Corpus of German misogynistic hatespeech posts (GMHP7k)

A German Corpus on misogynistic hatespeech posts from Twitter

On this page we provide the data set for the corpus on German misogynistic hatespeech posts (GMHP7k), which was first presented on the 18th International AAAI Conference on Web and Social Media (ICWSM 2024) along with a dataset paper.

Description

We provide a German corpus consisting of 7,061 posts authored by users of social media platforms. A group of volunteers annotated each post according to hatespeech and misogynistic/misogynous hatespeech in a binary fashion. The inter-rater reliability over all annotators according to Fleiss’ Kappa is 0.6409 for hatespeech and 0.8258 for misogynistic hatespeech. Furthermore, baseline measurements with machine learning based text classification with BERT are presented. Initial experiments with the corpus achieve macro average F1-scores up to 0.79 for hatespeech and 0.75 for misogynistic hatespeech.

Classes to annotate

During annotation, volunteers rated two aspects of a post: the presence of hatespeech and misogynistic hatespeech. The availability of hatespeech depends on perception of the comment text by the annotators and can be rated as hatespeech or not hatespeech. The misogynistic hatespeech, on the other hand, can be either misogynistic hatespeech or not misogynistic hatespeech.

Data Description

Column Name Description
tweet_id Tweet ID Source ID from Twitter
review_text Text of the tweet or comment User mentions were replaced by @TwitterUser
hs Hatespeech annotation Binary (1 or 0)
m_hs Misogynistic hatespeech annotation Binary (1 or 0)
annotation_id ID of annotation Tweets of phase 2 were annotated by all experts
created_at Created timestamp of annotation
updated_at Updated timestamp of annotation
lead_time Elapsed time of annotation
phase Phase 1, 2.1, 2.2, 2.3 or 3
annotator_name Annotator name Pseudonym Identity of the annotators as consecutive numbers
source Source of text Souce dataset of the text
split_hs Source of text “train”, “test”, or “val”
split_m_hs Source of text “train”, “test”, or “val”

Statistics

In order to achieve a high quality of annotation, two preliminary training phases were carried out, whereby the volunteers evaluated 46, 43 and 46 posts in each phase. After each phase, an inter-rater reliability was conducted with Fleiss’ Kappa to measure the quality of the annotation. The resulting kappa values are shown in figure 1. The values for hatespeech are shown on the left, those of the misogynistic hatespeech on the right. In order to determine the impact of each volunteer on the kappa value, further kappa values were calculated for all combinations of n-1 volunteers.

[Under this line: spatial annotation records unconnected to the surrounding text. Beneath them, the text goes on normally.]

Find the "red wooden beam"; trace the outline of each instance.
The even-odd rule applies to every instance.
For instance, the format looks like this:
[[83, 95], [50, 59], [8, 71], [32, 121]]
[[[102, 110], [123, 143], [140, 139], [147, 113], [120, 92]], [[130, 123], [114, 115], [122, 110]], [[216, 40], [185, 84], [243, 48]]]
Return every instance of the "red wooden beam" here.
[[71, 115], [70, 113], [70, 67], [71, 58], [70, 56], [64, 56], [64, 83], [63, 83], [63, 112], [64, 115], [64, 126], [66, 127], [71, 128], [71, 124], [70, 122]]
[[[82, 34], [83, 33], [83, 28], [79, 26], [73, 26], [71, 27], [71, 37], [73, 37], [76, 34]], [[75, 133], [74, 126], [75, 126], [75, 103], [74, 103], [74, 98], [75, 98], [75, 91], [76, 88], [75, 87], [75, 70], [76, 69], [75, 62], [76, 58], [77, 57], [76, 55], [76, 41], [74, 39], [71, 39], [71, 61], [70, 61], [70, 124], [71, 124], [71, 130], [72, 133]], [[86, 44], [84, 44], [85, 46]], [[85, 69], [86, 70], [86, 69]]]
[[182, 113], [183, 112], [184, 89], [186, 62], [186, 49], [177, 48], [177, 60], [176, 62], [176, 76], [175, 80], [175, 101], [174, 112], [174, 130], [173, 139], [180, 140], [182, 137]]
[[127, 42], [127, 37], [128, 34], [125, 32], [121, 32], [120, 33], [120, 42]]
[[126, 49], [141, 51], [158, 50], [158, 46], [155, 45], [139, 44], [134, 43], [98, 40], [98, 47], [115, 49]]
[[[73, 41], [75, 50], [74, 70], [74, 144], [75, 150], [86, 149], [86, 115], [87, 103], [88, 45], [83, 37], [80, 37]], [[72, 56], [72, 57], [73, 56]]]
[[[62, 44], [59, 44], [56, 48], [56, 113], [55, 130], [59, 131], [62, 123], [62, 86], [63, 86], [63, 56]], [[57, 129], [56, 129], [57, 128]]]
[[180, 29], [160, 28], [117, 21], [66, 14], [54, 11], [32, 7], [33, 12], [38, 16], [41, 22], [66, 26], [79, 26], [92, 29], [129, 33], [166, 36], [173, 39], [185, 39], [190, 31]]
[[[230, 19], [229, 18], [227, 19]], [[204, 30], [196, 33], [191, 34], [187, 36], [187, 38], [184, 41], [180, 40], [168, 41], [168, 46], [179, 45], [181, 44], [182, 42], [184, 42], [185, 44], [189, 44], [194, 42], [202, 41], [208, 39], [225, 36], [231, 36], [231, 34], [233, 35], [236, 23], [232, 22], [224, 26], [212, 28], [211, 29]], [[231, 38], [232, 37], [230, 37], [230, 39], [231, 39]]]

Fig.1 - Interrater-reliability (LTR hatespeech and misogynistic hatespeech)
Fig.2 - Wordclounds (LTR neutral, hatespeech and misogynistic hatespeech)

After completion of the training phases, a further 7,061 posts were annotated, which form the core of the corpus. Their quality can be considered assured due to the solid inter-rater reliability of the training phases. Table 1 shows the quota of the 7,061 posts assigned to each class. The distribution of hatespeech reveals that 22.29 % of the post were annotated as hatespeech. The table also shows the distribution of the second criterion misogynistic hatespeech, with 6.51 % of all posts are being rated as misogynisitc hatespeech. Consequently, 29.22 % of hatespeech posts are also misogynistic.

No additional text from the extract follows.